Often we assume that these are innate in people or develop naturally by casual interactions with others throughout childhood. For many children, however, this is simply not the case. Therefore, they need to be taught explicitly through classroom instruction, modeling, and even role playing.

Preschools and elementary schools that use structured emotional intelligence instructional programs reap some benefits. For example, students who participate in emotional intelligence instructional programs exhibit less aggressive behavior towards adults and their peers. Developing emotional intelligence improves the environment in the classroom as well, making it easier for teachers to teach and students to learn.

The importance of explicitly teaching emotional intelligence follows students into secondary school. Students who explicitly learn how to recognize and manage their emotions reap positive benefits. These pre-teens and teens are less likely to engage in a variety of risky behaviors, including alcohol and tobacco use, have greater self-confidence, and make safer choices.
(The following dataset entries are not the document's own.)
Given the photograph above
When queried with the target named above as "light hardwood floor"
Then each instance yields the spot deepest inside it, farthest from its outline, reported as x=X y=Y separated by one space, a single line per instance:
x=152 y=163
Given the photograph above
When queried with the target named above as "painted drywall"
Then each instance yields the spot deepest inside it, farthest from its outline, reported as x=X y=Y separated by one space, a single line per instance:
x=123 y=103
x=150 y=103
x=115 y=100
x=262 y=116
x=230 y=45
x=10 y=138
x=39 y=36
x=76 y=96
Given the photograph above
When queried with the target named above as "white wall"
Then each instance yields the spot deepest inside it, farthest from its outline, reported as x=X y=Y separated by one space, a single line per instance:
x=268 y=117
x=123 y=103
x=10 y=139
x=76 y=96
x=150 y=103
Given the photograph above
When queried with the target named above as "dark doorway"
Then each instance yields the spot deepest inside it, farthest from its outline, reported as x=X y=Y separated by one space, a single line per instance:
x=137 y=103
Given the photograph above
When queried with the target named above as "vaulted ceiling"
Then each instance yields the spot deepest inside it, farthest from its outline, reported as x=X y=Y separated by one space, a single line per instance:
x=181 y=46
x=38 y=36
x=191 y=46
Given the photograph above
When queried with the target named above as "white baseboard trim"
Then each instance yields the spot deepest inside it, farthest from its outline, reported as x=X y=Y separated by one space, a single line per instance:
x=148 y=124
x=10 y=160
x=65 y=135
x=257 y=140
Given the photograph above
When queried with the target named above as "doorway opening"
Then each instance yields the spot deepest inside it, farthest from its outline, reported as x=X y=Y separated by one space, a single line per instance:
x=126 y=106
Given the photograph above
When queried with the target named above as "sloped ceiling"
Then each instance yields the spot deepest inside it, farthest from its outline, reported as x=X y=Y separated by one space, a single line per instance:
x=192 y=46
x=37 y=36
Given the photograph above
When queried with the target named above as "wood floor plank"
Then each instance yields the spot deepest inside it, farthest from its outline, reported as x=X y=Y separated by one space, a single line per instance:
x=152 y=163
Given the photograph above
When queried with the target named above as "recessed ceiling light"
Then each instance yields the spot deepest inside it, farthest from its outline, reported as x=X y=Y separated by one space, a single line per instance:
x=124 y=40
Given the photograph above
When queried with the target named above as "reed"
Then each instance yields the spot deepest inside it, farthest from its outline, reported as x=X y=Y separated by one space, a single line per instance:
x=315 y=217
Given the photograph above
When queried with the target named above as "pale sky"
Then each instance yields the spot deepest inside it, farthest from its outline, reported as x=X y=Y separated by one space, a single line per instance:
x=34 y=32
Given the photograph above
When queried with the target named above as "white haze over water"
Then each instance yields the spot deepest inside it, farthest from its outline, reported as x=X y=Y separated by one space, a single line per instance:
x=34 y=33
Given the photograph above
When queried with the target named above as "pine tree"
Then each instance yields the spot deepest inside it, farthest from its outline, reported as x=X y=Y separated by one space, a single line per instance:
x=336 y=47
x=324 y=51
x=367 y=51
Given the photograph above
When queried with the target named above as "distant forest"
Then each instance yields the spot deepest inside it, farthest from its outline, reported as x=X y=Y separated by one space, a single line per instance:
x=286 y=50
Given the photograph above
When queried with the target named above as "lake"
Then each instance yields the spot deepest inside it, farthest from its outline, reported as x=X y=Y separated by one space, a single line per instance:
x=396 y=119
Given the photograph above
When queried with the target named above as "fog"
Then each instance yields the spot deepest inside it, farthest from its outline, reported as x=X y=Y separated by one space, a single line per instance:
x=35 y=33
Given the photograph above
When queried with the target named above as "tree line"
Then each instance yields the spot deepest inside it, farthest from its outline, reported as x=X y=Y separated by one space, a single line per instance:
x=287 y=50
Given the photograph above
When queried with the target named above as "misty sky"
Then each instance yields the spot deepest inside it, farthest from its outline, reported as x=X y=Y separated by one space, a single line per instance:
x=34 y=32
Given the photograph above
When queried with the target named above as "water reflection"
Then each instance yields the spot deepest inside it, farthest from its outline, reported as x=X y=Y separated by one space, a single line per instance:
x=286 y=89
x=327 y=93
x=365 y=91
Emotional Intelligence ; Academics

Emotional intelligence and academic achievement go hand in hand. Students who develop a higher emotional intelligence have better coping skills to deal with the challenges that education presents to them. For example, students with a higher emotional intelligence tend also to have better coping skills regarding stress management. This helps students cope with the stresses of classes, tests, and term papers. Research has shown that students with a higher emotional intelligence persist through the stresses of high school and college and are less likely to dropout than students with a lower emotional intelligence.

Emotional intelligence also plays a role in students’ interpersonal skills. As mentioned earlier, we often assume students innately possess the ability to interact with others. More often than not, however, they need to develop these interpersonal skills through explicit instruction and practice. Interpersonal skills are our ability to communicate and form relationships with other people. These skills are tied to success in collaboration, which is critical in secondary school, higher education, and in the workforce. The vast majority of careers students will enter into once they join the workforce will require them to have conversations with, plan, and develop relationships with their coworkers. The ability to do this is tied to the area of emotional intelligence known as interpersonal skills.

Lesson Summary

Emotional intelligence is a critical component of education, our ability to understand, and in turn influence, the emotions in other people. Many students struggle in the classroom with behavioral issues tied to a lack of appropriate self-expression and conflict resolution skills. They may even struggle with empathy and be unable to understand the emotions of others.

Self-expression is a person’s ability to communicate how he or she feels in any given situation. Conflict resolution refers to our ability to discuss our issues with another person calmly and work together to resolve the issue. Empathy refers to our ability to understand the emotions of those around us.

The lack of these skills will interfere with students’ academic progress in the classroom. Therefore, many say emotional intelligence needs to be taught explicitly in the classroom. The development of emotional intelligence plays a role in the long-term academic success of students. By acquiring the skills related to academic intelligence, such as stress management, students are more likely to persist and finish high school and college. They will also have better interpersonal skills. Interpersonal skills are our ability to communicate and form relationships with other people, enabling them to be successful in the classroom and beyond.